For coding mutations we also mark coding mutations that are highly likely to be drivers and/or highly unlikely to have occurred as passengers as driver likelihood of 1, specifically:

  • Known hotspot variants
  • Inframe indels in oncogenes with repeat count < 8 repeats. Longer repeat count contexts are excluded as these are often mutated by chance in MSI samples
  • Biallelic splice, nonsense or indel variants in tumor suppressor genes

For the remaining point mutation variants (non-hotspot missense variants in oncogenes and non-hotspot variants of all types in TSG) these are only assigned a > 0 driver likelihood where there is a remaining excess of unallocated drivers based on the calculated dNdS rates in that gene across the cohort after applying the above rules. Any remaining point mutations are assigned a driver likelihood between 0 and 1 using a bayesian statistic to calculate a sample specific likelihood of each gene based on the type of variant observed (missense, nonsense, splice or INDEL) and taking into account the mutational load of the sample. For TSG dnds rates, we find that biallelic dnds rates are typically much higher than non-biallelic rates reflecting the biology that both alleles are normally required to be knocked out to cause a TSG driver.
Hence for missense variants in TSG where we observed a higher biallelic dnds rate compared to non-biallelic, we treat bialllelic and non-biallelic missense variants as independent variant classes and calculated dnds rates, passenger and driver counts separately. If the biallelic dnds rate is lower than the non-biallelic rate for a TSG then all missense variants for that gene are pooled together and the combined dnds rate for that gene is used.
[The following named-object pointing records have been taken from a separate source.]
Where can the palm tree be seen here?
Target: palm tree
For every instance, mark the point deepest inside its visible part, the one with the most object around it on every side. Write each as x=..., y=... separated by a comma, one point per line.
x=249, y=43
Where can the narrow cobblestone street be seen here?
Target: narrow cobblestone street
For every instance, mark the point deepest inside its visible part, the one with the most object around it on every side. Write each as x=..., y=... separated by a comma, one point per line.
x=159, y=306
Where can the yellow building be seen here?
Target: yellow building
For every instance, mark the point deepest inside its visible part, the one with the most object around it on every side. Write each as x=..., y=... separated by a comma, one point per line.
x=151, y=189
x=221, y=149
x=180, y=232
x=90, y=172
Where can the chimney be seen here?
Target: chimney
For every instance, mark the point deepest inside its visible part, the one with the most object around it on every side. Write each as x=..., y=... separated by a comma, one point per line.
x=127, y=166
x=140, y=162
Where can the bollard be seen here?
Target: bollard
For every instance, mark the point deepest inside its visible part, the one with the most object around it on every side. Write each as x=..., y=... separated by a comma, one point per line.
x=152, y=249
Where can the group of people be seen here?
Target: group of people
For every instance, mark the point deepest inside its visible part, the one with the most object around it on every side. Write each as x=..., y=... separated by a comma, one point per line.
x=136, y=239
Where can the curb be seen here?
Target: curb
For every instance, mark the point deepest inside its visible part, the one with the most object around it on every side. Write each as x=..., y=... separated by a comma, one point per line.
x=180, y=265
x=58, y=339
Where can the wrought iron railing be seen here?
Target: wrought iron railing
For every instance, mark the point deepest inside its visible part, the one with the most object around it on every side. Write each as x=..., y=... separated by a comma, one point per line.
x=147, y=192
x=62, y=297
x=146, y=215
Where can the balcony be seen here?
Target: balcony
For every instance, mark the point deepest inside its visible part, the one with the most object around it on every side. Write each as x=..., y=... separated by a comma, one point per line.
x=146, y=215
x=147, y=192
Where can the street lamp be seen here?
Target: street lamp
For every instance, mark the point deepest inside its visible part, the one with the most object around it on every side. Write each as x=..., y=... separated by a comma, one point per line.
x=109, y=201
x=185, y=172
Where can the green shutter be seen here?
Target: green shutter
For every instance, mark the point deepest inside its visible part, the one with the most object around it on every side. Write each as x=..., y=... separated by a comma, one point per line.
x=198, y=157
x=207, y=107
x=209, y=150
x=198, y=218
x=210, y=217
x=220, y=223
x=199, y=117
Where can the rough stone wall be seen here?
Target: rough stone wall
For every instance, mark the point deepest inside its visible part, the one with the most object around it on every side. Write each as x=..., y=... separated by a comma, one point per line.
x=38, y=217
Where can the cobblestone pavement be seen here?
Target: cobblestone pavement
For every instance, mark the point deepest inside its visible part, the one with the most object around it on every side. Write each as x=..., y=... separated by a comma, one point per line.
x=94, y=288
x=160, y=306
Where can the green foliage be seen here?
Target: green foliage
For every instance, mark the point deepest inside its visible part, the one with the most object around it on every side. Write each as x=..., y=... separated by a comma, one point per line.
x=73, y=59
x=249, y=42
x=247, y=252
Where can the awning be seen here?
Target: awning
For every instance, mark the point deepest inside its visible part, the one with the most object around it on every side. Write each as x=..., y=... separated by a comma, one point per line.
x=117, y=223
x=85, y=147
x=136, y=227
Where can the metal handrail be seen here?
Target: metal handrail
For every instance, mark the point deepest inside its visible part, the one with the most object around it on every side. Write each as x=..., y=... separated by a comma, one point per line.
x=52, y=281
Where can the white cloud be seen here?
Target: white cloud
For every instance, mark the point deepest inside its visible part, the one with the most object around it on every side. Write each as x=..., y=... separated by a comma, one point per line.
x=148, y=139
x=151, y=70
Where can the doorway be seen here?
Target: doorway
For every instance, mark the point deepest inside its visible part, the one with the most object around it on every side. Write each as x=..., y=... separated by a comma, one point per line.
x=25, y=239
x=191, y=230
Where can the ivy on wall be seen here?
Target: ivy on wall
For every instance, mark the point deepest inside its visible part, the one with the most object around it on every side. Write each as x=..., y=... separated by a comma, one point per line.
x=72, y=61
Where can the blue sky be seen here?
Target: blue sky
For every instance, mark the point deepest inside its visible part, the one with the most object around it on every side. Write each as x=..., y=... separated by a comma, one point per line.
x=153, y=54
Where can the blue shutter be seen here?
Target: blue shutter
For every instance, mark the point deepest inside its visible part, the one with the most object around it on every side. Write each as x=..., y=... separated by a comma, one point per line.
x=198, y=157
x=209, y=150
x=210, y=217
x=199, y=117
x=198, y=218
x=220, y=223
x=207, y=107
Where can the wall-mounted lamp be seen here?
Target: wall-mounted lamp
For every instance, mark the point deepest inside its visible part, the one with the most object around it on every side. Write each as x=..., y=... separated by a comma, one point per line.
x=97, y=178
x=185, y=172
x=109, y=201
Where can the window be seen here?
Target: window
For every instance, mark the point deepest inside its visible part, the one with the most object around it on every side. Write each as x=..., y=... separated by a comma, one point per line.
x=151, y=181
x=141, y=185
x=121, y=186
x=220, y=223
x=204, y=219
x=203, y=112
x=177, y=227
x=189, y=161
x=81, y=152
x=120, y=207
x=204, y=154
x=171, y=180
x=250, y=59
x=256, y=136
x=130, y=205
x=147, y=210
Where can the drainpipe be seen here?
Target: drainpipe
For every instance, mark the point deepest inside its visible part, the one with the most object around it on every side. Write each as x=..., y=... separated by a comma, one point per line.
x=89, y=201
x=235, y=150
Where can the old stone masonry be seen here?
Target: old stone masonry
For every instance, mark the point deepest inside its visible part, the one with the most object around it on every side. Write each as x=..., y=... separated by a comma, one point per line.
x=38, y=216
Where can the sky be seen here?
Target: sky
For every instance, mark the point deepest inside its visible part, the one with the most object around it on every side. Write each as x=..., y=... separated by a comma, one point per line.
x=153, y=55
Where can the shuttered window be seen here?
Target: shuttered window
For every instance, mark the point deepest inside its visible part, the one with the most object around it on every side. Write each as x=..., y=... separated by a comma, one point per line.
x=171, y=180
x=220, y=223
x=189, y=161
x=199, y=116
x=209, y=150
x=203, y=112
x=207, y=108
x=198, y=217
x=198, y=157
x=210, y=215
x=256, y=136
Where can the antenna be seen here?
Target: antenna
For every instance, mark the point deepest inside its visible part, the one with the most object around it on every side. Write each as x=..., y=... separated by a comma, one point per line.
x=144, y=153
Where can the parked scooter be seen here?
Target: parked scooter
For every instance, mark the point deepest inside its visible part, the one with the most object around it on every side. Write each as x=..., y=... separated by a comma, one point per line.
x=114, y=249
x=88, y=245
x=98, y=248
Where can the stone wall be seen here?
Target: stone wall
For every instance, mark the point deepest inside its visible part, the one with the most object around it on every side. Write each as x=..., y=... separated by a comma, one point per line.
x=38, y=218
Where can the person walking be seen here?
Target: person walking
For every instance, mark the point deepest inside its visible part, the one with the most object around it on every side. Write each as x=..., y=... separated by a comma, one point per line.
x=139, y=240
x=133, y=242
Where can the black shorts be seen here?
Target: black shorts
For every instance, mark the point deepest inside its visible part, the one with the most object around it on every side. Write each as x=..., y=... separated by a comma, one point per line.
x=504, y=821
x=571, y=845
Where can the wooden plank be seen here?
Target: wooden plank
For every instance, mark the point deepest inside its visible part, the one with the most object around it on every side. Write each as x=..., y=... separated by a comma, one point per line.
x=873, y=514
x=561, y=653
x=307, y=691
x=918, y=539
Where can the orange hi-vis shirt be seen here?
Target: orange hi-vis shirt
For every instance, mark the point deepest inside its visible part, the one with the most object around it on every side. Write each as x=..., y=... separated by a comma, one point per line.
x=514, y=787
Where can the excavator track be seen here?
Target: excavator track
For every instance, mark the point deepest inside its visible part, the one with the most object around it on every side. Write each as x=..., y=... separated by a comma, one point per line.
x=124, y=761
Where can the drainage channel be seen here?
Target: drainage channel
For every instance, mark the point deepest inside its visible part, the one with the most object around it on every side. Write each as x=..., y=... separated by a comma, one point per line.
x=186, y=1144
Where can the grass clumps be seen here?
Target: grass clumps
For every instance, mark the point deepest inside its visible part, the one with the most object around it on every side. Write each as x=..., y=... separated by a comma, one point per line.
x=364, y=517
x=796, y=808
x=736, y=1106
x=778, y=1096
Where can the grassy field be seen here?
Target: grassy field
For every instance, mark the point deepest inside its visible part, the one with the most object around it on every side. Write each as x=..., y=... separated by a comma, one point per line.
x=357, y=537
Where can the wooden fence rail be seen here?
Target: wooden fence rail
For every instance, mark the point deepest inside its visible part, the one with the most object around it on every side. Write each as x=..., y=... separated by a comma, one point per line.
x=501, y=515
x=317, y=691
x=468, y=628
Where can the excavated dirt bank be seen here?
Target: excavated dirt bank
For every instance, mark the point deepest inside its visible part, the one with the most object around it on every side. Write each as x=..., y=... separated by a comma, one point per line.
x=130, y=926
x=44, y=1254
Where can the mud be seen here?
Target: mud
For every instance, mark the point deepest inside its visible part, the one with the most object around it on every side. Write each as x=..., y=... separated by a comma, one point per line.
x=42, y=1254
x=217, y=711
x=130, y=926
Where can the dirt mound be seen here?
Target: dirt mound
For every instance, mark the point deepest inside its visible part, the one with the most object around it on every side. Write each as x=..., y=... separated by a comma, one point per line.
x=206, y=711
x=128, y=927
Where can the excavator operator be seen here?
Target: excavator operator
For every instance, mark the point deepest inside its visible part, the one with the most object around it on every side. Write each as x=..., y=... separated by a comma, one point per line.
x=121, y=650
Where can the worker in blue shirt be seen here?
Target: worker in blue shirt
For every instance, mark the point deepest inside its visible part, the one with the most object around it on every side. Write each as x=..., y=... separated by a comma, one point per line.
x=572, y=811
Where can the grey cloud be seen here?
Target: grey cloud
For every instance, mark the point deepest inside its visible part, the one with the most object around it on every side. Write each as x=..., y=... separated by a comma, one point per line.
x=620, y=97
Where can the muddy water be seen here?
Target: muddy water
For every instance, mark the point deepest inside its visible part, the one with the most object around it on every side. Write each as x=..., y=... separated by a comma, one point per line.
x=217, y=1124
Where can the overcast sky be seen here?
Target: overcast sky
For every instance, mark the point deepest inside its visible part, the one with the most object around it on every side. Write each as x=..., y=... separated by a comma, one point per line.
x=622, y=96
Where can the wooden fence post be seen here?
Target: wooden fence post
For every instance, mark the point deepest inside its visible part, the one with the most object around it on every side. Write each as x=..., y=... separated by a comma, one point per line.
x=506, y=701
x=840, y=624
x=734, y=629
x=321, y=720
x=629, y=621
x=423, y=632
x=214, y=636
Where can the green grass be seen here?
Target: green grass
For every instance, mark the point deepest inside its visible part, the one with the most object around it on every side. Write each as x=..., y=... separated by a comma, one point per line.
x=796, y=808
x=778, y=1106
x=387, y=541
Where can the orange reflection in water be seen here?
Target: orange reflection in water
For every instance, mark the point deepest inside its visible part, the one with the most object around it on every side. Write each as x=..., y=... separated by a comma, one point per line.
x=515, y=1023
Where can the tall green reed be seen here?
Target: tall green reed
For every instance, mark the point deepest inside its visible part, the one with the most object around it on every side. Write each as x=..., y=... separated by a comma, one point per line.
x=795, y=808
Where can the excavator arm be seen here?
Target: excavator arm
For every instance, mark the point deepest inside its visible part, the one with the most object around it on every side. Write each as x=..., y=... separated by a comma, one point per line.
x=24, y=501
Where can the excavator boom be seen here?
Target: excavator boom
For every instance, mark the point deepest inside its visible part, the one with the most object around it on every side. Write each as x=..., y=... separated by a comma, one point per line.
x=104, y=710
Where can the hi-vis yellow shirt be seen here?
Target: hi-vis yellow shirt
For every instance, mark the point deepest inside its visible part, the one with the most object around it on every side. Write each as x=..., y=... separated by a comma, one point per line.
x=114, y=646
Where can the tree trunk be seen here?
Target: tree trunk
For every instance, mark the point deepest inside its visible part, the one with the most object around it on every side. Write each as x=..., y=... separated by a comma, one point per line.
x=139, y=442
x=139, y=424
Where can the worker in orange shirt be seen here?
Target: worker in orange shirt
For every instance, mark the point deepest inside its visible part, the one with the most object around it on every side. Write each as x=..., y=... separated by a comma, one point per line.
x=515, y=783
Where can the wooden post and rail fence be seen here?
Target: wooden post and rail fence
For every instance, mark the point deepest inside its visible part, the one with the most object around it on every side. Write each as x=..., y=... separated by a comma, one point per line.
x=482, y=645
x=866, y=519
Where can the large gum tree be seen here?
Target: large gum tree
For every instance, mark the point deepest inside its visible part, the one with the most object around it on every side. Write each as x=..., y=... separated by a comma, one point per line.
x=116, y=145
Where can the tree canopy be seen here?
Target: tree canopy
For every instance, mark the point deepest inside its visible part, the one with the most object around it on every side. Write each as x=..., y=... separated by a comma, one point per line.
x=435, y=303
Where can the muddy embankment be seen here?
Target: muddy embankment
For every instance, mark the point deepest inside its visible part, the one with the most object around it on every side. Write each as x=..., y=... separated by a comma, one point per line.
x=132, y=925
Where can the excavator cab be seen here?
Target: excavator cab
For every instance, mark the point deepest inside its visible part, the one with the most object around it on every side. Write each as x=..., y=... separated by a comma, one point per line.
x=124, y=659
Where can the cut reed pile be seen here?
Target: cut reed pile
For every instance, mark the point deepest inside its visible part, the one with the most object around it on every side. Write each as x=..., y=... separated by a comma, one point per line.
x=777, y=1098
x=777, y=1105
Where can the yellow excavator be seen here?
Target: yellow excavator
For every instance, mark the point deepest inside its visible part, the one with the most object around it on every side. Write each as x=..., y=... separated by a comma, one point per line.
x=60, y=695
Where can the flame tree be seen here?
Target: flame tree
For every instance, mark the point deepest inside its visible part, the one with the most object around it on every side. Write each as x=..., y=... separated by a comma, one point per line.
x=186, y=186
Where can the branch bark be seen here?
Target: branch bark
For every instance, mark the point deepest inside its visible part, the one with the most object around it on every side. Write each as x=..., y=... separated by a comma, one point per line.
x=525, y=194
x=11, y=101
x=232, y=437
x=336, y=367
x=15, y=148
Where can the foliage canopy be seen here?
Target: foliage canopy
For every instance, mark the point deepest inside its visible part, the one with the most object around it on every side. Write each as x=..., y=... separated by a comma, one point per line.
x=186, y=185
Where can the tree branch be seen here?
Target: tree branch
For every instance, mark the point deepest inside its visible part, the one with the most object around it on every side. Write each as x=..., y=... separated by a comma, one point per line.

The principle behind the likelihood method is that the likelihood of a passenger variant occuring in a particular sample should be approximately proportional to the tumor mutational burden and hence variants in samples with lower mutational burden are more likely to be drivers.

The sample specific likelihood of a residual excess variant being a driver is estimated for each gene using the following formula:

P(Driver|Variant) = P(Driver) / (P(Driver) + P(Variant|Non-Driver) * (1-P(Driver)))

where P(Driver) in a given gene is assumed to be equal across all samples in the cohort, ie:

P(Driver) = (residual unallocated drivers in gene) / # of samples in cohort

And P(Variant|Non-Driver), the probability of observing n or more passenger variants of a particular variant type in a sample in a given gene, is assumed to vary according to tumor mutational burden, and is modelled as a poisson process:

P(Variant|Non-Driver) = 1 - poisson(λ = TMB(Sample) / TMB(Cohort) * (# of passenger variants in cohort),k=n-1)

Note that the TMB is calculated separately for INDELs and SNVs, and in the case of TSG separately for bialllelic and non biallelic variants.